Copyright © 2003, 2004 W3C® (MIT, ERCIM, Keio), All Rights Reserved. W3C liability, trademark, document use and software licensing rules apply.
This document presents GRDDL, a mechanism for encoding RDF statements in XHTML and XML to be extracted by programs such as XSLT transformations.
This section describes the status of this document at the time of its publication. Other documents may supersede this document.
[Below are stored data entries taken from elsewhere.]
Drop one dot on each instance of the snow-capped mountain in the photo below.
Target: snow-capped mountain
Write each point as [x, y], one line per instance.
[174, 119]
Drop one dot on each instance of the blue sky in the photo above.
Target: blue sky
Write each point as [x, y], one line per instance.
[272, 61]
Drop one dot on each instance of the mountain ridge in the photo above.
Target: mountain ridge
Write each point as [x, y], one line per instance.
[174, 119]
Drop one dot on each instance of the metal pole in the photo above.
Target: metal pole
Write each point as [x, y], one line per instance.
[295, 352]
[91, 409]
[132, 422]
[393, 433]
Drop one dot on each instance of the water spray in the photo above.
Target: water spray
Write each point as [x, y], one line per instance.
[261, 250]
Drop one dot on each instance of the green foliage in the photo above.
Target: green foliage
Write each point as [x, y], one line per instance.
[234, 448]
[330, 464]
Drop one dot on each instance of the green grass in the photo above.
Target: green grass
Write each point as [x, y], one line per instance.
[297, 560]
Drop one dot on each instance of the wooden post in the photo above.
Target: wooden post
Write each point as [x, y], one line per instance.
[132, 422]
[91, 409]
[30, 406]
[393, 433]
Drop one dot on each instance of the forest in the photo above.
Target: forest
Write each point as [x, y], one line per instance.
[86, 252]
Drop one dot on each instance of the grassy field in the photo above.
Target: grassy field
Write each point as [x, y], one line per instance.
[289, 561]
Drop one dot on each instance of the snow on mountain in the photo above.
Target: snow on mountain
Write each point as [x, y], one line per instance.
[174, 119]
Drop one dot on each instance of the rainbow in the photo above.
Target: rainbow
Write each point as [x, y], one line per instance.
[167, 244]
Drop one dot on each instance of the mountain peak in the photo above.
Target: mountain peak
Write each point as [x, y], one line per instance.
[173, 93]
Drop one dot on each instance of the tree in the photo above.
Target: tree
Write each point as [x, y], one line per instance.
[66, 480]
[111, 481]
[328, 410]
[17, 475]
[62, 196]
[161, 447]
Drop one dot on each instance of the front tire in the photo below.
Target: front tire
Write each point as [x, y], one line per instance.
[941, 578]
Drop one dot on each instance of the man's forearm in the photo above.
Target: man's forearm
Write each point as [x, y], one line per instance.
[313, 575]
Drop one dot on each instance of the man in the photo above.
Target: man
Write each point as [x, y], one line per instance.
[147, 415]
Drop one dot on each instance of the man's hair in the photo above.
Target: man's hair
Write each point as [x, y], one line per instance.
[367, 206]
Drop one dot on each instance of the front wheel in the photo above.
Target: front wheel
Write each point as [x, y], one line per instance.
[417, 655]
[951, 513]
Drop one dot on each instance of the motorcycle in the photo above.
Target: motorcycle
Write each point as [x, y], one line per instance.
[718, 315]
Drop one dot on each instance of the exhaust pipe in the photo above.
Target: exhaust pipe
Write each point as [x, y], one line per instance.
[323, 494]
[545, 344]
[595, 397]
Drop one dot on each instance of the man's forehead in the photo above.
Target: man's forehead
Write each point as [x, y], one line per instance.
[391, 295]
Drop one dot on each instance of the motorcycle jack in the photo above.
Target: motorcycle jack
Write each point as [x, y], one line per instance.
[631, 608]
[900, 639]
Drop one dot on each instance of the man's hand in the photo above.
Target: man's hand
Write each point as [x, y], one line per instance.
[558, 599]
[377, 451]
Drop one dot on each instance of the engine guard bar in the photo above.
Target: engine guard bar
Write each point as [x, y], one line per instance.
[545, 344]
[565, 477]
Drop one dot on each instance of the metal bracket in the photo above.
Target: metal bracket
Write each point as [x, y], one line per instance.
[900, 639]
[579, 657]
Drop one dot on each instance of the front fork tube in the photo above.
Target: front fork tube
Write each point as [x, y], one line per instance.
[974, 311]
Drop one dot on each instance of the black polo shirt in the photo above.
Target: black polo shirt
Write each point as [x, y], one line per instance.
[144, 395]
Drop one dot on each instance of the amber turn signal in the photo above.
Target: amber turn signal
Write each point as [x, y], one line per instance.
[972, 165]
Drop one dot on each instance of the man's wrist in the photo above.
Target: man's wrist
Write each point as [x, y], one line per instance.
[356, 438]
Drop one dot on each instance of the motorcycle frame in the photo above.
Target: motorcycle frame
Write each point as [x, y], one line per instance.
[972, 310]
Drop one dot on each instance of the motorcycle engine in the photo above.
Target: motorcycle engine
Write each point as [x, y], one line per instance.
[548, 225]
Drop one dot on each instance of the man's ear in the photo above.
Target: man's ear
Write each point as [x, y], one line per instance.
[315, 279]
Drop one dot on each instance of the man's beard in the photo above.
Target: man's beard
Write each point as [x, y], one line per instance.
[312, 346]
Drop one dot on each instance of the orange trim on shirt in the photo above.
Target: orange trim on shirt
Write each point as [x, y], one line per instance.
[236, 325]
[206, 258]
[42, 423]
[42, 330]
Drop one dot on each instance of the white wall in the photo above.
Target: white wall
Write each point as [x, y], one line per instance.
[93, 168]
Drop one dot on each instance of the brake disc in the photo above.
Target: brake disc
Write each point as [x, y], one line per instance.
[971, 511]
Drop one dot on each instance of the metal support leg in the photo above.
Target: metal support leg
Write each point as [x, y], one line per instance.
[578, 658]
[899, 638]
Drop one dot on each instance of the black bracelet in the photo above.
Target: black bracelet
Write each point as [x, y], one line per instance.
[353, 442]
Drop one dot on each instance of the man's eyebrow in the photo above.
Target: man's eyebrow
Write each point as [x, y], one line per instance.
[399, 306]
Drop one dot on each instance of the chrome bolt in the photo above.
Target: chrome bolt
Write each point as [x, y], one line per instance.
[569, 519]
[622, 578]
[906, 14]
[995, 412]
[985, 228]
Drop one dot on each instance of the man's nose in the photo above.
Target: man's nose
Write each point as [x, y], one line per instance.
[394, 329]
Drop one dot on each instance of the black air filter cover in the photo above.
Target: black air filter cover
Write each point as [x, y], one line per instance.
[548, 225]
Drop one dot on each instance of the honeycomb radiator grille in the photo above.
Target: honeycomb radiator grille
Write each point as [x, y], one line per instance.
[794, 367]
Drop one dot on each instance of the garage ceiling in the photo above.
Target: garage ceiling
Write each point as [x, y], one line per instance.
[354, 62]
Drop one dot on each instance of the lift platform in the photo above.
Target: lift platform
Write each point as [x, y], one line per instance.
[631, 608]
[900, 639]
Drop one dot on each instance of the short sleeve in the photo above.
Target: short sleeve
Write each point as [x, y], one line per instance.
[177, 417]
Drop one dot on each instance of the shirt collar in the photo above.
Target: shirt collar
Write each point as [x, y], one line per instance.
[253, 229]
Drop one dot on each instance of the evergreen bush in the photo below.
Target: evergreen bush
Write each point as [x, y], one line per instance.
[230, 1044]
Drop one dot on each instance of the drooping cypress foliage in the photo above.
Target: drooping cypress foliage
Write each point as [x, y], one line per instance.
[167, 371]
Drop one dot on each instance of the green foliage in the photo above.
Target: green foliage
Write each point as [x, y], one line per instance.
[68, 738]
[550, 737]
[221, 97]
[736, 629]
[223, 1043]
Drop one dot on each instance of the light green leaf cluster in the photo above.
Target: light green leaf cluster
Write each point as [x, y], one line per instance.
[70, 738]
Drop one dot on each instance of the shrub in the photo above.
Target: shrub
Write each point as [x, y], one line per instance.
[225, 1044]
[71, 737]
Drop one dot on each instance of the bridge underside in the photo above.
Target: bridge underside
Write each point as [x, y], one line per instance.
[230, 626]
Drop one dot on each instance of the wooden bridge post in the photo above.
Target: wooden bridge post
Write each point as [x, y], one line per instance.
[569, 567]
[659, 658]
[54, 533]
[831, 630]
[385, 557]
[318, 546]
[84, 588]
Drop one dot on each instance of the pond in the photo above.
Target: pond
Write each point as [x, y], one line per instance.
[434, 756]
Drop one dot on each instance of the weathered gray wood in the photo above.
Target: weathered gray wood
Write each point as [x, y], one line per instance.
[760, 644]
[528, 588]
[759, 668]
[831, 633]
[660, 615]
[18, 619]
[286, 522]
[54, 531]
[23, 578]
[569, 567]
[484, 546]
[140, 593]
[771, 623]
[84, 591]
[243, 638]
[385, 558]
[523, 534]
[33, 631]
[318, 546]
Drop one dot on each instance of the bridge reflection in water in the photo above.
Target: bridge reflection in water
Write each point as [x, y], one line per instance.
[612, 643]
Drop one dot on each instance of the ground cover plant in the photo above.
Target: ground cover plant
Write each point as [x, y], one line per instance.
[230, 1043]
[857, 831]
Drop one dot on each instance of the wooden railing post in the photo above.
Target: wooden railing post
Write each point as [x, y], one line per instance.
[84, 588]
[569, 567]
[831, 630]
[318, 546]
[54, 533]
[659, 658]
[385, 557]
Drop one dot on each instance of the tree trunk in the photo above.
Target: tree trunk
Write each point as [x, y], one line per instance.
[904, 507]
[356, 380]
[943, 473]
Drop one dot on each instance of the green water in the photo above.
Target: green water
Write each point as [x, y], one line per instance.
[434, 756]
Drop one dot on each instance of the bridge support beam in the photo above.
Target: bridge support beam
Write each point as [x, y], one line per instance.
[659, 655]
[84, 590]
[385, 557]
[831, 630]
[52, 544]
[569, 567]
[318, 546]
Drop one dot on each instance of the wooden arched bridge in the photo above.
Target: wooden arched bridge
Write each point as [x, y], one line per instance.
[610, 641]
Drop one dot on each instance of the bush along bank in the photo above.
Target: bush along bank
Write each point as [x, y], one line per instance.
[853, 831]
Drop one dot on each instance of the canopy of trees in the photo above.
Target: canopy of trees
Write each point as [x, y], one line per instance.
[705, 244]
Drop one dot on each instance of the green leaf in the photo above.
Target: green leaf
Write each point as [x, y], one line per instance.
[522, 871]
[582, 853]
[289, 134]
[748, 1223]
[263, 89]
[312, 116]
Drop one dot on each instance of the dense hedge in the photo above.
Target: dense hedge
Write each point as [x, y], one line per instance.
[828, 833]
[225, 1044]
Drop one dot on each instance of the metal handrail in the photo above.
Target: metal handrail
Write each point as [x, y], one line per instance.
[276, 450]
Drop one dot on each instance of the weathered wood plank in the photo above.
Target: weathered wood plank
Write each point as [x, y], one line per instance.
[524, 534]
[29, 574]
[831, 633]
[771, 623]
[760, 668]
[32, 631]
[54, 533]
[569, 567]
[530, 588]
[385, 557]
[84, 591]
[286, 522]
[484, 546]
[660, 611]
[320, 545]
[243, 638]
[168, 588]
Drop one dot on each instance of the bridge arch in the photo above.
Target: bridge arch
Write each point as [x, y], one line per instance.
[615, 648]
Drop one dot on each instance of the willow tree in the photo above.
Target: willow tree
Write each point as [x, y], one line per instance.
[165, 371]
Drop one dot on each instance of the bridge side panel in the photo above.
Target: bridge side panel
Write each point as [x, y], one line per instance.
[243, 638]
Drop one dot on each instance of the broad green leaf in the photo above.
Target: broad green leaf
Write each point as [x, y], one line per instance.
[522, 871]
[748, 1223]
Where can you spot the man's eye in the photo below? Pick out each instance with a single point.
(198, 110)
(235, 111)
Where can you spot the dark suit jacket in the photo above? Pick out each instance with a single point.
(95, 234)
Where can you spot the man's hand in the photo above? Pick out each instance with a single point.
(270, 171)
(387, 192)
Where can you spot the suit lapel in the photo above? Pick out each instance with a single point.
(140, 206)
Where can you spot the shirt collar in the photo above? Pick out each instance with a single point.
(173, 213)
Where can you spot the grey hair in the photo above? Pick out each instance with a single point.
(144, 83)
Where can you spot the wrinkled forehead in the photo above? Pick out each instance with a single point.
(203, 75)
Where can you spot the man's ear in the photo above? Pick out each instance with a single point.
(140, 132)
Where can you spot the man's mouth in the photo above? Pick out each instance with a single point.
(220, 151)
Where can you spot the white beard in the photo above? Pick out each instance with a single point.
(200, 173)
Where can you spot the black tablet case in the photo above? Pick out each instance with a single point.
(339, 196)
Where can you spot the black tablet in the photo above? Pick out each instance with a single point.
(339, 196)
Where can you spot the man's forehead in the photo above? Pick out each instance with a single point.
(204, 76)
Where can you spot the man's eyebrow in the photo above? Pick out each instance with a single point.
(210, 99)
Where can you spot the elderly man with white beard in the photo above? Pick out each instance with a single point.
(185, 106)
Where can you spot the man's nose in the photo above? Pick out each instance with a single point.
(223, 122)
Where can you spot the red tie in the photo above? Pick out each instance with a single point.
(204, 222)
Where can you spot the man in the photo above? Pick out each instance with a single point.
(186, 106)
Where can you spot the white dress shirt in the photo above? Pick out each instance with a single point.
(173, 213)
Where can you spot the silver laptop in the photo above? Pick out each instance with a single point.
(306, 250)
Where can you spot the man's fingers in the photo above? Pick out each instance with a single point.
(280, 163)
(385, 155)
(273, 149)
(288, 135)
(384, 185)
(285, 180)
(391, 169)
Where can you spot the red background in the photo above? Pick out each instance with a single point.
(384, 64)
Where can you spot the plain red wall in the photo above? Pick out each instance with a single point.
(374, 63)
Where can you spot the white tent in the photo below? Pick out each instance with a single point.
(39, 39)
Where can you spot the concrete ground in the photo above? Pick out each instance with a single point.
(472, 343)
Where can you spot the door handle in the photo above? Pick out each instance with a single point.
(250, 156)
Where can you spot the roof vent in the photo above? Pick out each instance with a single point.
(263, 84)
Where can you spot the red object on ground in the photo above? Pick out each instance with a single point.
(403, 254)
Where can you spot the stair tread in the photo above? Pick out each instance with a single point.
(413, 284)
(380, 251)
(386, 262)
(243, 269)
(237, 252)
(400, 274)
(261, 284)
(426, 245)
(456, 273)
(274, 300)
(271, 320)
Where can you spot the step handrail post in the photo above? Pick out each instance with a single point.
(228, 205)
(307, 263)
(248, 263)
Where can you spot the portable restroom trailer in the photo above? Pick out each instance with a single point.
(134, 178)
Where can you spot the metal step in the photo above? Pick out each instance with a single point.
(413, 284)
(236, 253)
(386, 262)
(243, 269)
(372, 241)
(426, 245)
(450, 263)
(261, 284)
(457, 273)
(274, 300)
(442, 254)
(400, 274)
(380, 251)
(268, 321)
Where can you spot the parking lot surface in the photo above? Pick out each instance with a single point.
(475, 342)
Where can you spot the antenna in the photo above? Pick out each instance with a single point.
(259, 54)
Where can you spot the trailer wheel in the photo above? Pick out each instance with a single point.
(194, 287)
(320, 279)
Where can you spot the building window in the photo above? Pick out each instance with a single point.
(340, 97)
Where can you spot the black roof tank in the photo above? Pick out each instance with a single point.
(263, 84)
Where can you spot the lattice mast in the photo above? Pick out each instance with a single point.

A list of current W3C publications and the latest revision of this technical report can be found in the W3C technical reports index at http://www.w3.org/TR/.
As part of the work of the W3C Semantic Web Activity, the Semantic Web Coordination Group (Member-only) and the HTML Working Group started a task force on RDF in XHTML. This draft is a snapshot of one of the designs discussed in that task force.
Please send review comments, implementation experience reports, etc. to public-rdf-in-xhtml-tf@w3.org, a mailing list with public archive.
The EmbeddingRDFinHTML wiki topic is also available as a shared space for collected wisdom on related topics.
A related design history and rationale discusses contribution of this draft to RDF issues such as faq-html-compliance and rdfms-validating-embedded-rdf and Web Architecture issues such as RDFinXHTML-35 and namespaceDocument-8.
This is something of a design sketch, but it is backed by running code. We provide pair of online services, one demo for XHTML and one demo for generic XML on an experimental, best-effort basis.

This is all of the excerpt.